We then meet the main characters, a group of young Marines led by Aaron Eckhart’s staff sergeant who are flying in a chopper seeing all the destruction below them when they’re attacked. We see a sky full of Marine choppers landing at an airport where the soldiers are given an update on the situation from the general. (Oddly, this was the exact scene we watched being shot when we visited the set last year.)

“The situation is as follows,” the general tells them. “We’ve got an infestation of God knows what, but they’re not of this earth. I want you to proceed to a police station. Got a distress call that there are civilians still there. We don’t know how many, just get the survivors and you radio in and we’ll have helicopters in the area to evacuate you out. Be advised that you have three hours before our bombs drop, and make no mistake, they will drop with or without you. This is not a drill. And you kill anything that’s not human.”

That’s pretty much the set-up for the main storyline, and we then got an extended scene that began with the Marines walking slowly though heavy, viscous smoke unable to see a thing until they come to a clearing filled with abandoned cars. They’re trying to figure out where they are when a dog starts running towards them and as one of the soldiers looks at the dog’s tag, they’re attacked and they duck for cover behind the cars as fire comes from all sides. “Where did they come from?” one of them yells. The camera then follows a small group of the soldiers as they crash through a fence to someone’s backyard and go into someone’s house. One of the soldiers is separated and ends up alone in a laundry room, and he’s super-nervous about what just attacked them. He calls the staff sergeant and talks to him, telling him that “these things are everywhere,” and this guy is clearly super-jumpy as he gets freaked out by the buzzing of a dryer. He slowly edges outside to the building complex’s courtyard, constantly looking through his gun scope to shoot at anything he sees and not realizing that an alien is standing directly behind him.

“We cannot lose Los Angeles,” the general’s voice says, before we watched another minute or two of footage of Los Angeles in ruins during the attack. We see some CNN footage of a battleship being attacked, as well as scenes of another Marine helicopter being shot down, we see a few shots of the aliens fighting against soldiers, as well as the actual alien ships as they’re flying above L.A. We also get a brief glimpse of Bridget Moynahan as one of the survivors running after her son, and the footage ended with the Marines and some of the people they saved in a bus as a giant alien spacecraft hovers in front of them getting ready to blast all of them.

Because of the military aspect of the movie, a lot of what we saw looked a bit like “Call of Duty: Modern Warfare” meets “Halo” and Rodriguez even mentioned that when she was shown 40 minutes of footage the previous week, she kept reaching for a controller trying to control what she saw on screen.
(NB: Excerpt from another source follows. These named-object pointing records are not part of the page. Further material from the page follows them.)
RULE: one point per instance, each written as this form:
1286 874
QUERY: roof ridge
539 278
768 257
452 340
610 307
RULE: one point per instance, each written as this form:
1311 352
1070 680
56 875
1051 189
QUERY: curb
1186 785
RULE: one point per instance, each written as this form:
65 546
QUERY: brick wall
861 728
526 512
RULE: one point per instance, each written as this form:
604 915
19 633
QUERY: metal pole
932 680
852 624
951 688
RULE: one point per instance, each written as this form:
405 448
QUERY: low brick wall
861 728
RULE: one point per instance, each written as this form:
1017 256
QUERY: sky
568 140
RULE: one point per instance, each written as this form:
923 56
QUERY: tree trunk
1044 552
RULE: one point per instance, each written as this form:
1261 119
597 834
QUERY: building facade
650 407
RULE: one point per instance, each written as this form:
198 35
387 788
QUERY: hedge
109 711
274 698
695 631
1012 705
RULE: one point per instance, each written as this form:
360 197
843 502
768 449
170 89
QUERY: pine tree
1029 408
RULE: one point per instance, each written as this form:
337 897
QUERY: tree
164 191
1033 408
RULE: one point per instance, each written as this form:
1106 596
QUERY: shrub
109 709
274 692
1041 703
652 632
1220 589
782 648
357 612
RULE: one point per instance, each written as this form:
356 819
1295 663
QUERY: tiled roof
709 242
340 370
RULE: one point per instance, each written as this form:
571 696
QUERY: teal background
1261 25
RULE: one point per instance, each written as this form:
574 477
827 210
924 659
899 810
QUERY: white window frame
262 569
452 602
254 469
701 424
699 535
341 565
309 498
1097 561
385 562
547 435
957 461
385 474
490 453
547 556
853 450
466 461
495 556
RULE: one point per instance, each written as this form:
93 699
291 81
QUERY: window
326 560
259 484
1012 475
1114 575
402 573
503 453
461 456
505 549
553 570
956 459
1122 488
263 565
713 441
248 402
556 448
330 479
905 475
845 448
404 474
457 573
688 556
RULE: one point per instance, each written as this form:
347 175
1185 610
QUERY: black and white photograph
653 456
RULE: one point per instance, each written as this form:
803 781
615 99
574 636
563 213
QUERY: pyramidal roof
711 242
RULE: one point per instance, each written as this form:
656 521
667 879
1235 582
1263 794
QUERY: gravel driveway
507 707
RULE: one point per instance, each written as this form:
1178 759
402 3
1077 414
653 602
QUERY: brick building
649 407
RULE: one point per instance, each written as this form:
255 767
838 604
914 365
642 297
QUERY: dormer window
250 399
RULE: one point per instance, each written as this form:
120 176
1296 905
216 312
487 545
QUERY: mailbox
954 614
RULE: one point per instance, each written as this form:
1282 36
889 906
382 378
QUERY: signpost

The footage really looked good and we were surprised to learn from Liebesman later that a lot of what they showed was unfinished, something that made him cringe, so it’s good to know that all of it will look even better as they continued to work on it over the next six months.

After the footage, Eckhart, Rodriguez and the others talked about what went into making the movie, including the training of the actors playing Marines. We’ll try to write up some of that soon. We also had a chance to interview Moritz earlier about how he found the script and the movie’s franchise potential (as well as some of the many other movies he’s developing) and we hope to get that interview up very soon as well.